Roll on that villa on the Bosporus. Even though a majority of his countrymen would doubtless prefer him to buy a one-way ticket to retirement in Turkey, whose modern founder he so admires, Pervez Musharraf on Thursday signed up for a new five-year term as president of Pakistan. This time, however, he no longer wears a dual hat as chief of army staff. His "doffing" of the uniform, in belated fulfilment of a pledge he has defaulted on repeatedly since 2003, may superficially look consistent with his promise of "real democracy" for a country that has been ruled by the military for more than half its 60-year history. It is, sadly, nothing of the sort.
A man who in his own mind and myth has come to equate his political survival with that of Pakistan itself has secured a new term thanks only to a brutal assault on judicial independence. If the US were serious about promoting democracy in Pakistan -- a process it mistakenly subordinates to its need for quick wins in the global "war on terror" -- it would recoil at the fact that, beyond a clique of rent-seekers hanging around the barracks, there is no popular constituency for an extension of Musharraf's presidency. The process by which the former commando chief has procured a new mandate has been a travesty of even the most dimly understood democratic principles.

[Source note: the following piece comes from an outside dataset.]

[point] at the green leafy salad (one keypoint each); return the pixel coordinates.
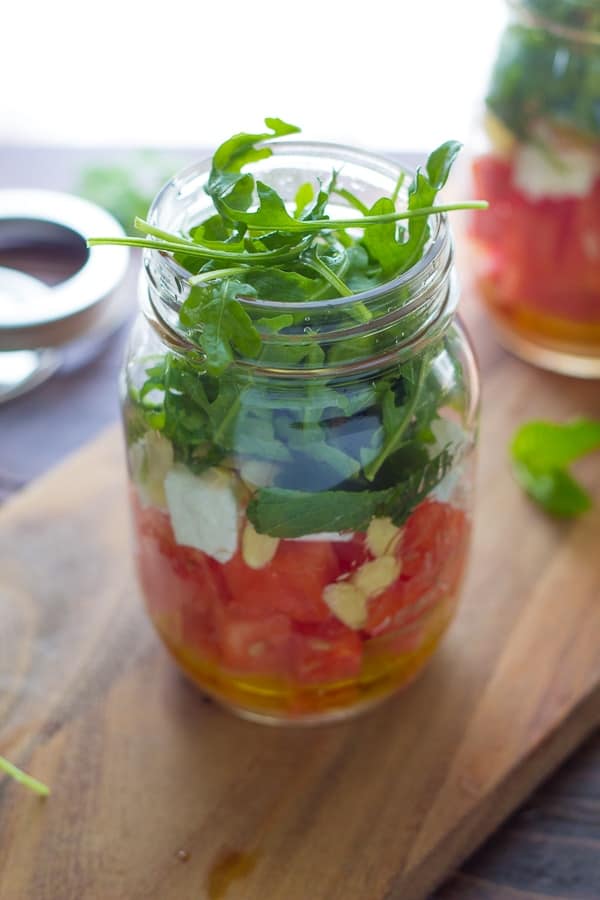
(544, 75)
(338, 450)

It is to the credit of the UK and other Commonwealth members that they have not abandoned the lawyers leading Pakistan's faltering struggle for democracy. These governments, however, do not matter. The country that counts most, the US, has ignored the fact that Mr Musharraf has stolen victory in a presidential election he was not eligible to fight and then sacked the Supreme Court judges who were poised to disallow his candidacy. While the US has pushed for the lifting of the state of emergency and for his retirement from the military, its decision not to insist on the restoration of the judiciary has allowed Musharraf to cling to power in a way that fatally undermines the rule of law.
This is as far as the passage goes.